Voters in British Columbia often complain the government is decided by voters in the East by the time the polls close in the West, but that isn’t the case in this federal election, according to a local university professor.
Paul Rowe is a professor of political and international studies at Trinity Western University and he said the seats decided in this province should play a big role in forming government.
“My impression is that B.C. seats will help to determine a very tight election so it will be worth it to watch how they go… folks in eastern Canada may well have to stay up pretty late on Monday night to see which party will end up with the largest number of seats,” he said.
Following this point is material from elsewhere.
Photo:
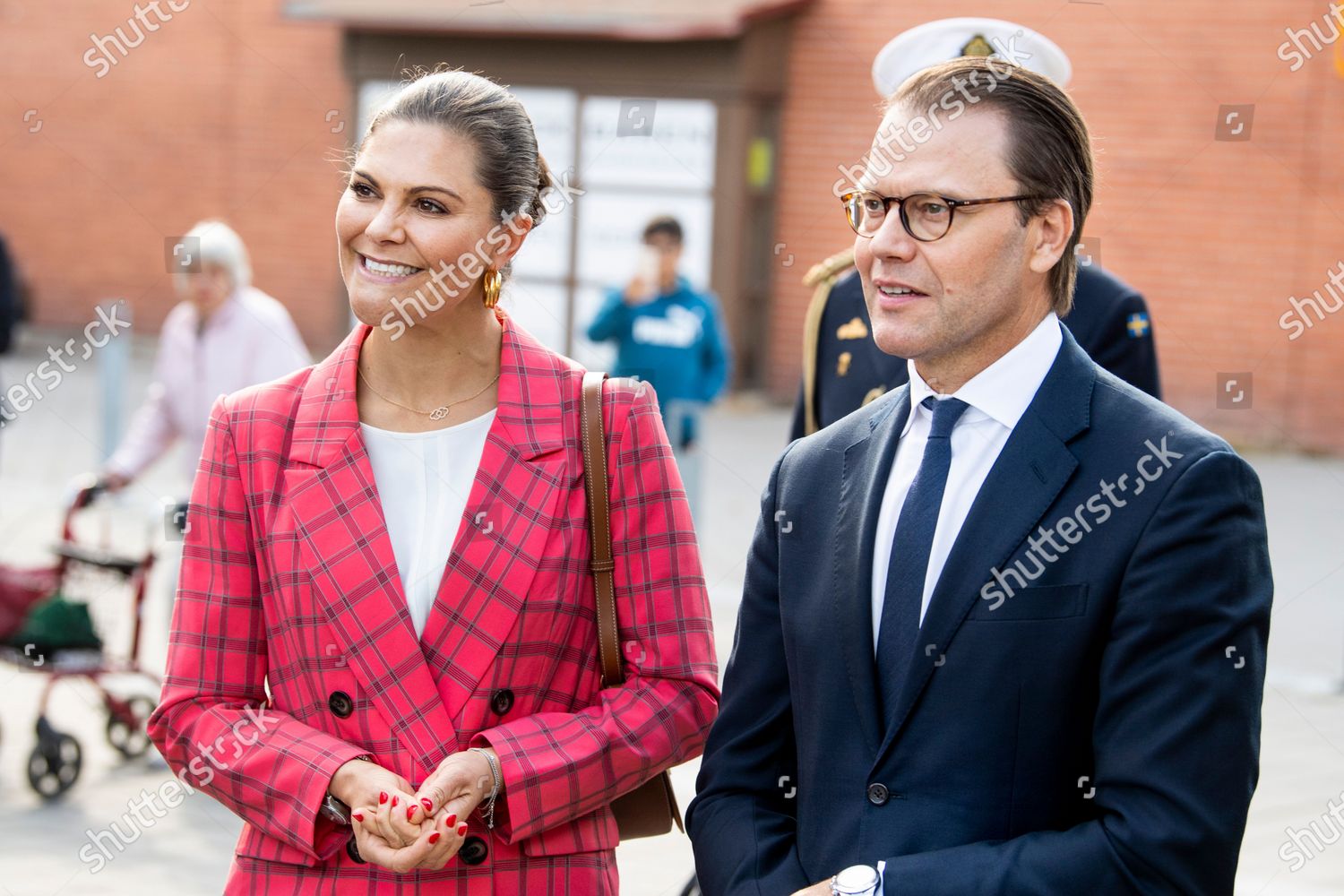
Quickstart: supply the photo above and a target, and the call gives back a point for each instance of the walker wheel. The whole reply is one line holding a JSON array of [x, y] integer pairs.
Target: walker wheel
[[126, 720], [54, 763]]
B.C. has 42 ridings and 42 seats account for just over 12 per cent of the seats in the House of Commons.
“There are several hotly contested ridings in the greater Vancouver area, so the parties are interested in B.C. concerns,” said Rowe.
Black Press Media’s polling analyst Bruce Cameron has marked the Cloverdale-Langley City riding as one to watch. Liberal incumbent John Aldag won by 10 per cent over the Conservatives in the last election, according to Cameron, but support for the Liberals across the country has since dipped making this a tight race.
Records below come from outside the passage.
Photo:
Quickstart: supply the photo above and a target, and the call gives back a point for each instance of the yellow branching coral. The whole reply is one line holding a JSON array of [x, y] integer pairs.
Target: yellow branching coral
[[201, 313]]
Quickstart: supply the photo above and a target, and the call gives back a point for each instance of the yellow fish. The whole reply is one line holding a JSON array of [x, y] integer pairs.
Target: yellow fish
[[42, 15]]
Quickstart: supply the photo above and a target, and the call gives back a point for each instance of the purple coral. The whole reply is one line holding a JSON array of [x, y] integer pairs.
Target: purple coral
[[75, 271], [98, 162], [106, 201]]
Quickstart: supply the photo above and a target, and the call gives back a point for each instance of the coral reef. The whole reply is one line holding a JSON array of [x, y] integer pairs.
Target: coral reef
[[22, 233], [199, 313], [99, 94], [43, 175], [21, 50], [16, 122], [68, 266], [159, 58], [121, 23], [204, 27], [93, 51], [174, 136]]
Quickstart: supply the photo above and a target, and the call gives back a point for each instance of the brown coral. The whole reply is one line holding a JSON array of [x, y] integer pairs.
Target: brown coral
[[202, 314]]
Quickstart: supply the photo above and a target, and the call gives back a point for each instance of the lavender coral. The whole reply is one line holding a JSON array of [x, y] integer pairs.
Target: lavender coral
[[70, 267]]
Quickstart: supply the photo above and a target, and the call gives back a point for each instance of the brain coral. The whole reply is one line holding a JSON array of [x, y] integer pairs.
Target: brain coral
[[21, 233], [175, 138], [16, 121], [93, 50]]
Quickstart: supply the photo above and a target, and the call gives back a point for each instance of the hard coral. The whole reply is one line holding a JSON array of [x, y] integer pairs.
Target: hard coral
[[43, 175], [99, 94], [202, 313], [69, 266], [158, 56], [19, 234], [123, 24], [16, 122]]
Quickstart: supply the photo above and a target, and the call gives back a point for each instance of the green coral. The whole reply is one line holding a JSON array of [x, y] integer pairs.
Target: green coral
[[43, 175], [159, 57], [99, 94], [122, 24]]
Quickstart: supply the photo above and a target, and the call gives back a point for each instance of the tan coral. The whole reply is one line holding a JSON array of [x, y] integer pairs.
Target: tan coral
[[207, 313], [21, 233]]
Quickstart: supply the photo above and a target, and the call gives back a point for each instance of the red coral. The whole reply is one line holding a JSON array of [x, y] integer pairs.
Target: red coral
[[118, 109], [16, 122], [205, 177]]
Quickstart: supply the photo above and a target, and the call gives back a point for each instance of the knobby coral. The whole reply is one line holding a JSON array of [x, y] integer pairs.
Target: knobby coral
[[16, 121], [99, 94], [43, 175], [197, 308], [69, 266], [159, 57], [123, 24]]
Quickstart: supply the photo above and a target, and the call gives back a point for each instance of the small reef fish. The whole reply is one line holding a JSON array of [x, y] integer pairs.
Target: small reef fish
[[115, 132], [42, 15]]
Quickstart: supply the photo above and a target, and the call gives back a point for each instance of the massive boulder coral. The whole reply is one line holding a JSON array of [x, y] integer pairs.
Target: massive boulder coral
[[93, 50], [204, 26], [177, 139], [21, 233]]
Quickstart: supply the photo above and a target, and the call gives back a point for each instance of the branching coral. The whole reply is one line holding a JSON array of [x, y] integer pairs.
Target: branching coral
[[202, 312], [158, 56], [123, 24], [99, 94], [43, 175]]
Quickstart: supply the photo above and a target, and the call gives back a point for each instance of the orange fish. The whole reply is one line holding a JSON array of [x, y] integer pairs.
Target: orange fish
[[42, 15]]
Although, Rowe is surprised the SNC-Lavalin scandal and the Trudeau blackface scandal didn’t damage the Liberals more dramatically.
“I don’t recall an election with so little movement in the polls,” he said.
Meanwhile, this federal election saw higher-than-ever advance poll numbers, which Rowe attributes to the fact that polling stations were open during a long-weekend, making it easier for Canadians to vote.
“It might also indicate that people were pretty decided going into this election, revealed in the way that polls numbers have barely budged throughout the campaign,” he emphasized. “In other words, I think many people had already made their judgment on the current Trudeau government.”
Although the environment and climate change have been issues that have dominated this election across the country, Rowe said the issue of affordability is what’s top of mind locally.
“British Columbia voters are clearly concerned about the rising cost of living so I think that has been an important local issue, especially given high property values in the Lower Mainland, and in Langley, in particular,” he said.
However, in each election political parties depend on the ballots of a number of undecided voters, according to Rowe.
“About 60 per cent of voters are pretty loyal in their voting habits, so it’s all the others who decide elections… typically they vote in ways that reflect the polls, though sometimes we have a few surprises,” he said, referring back to rise of the Bloc Quebecois in the 1990s, the “Orange Wave” of NDP voters in the 2011 election, and the shift to the Liberals in the previous federal election.
But the youth vote is one that the parties shouldn’t rely on to earn them seats, according to Rowe.
“Political parties that count on the youth vote are typically disappointed,” he said. “Though many young voters are very engaged on the climate change issue, many are also a little disillusioned with the Trudeau government, which had a good deal of youth support last time around. I actually don’t expect the youth vote to be much different from the usual this time around.”
Should a minority government be decided this election, Rowe said it could possibly divide electors in B.C. in the future.
“A minority parliament will provide opportunities for smaller parties like the NDP and the Greens to be influential in the next couple of years,” he said. “That would divide British Columbians, some of whom would welcome their influence, while others will not be happy.”
Rowe said it is important to cast a ballot even if a candidate has little chance of winning.
“When everyone casts a vote, it tells us something about the actual support each party has and it sets directions for the next election,” he said. “Your vote always sends a political message, even if it does not elect a representative.”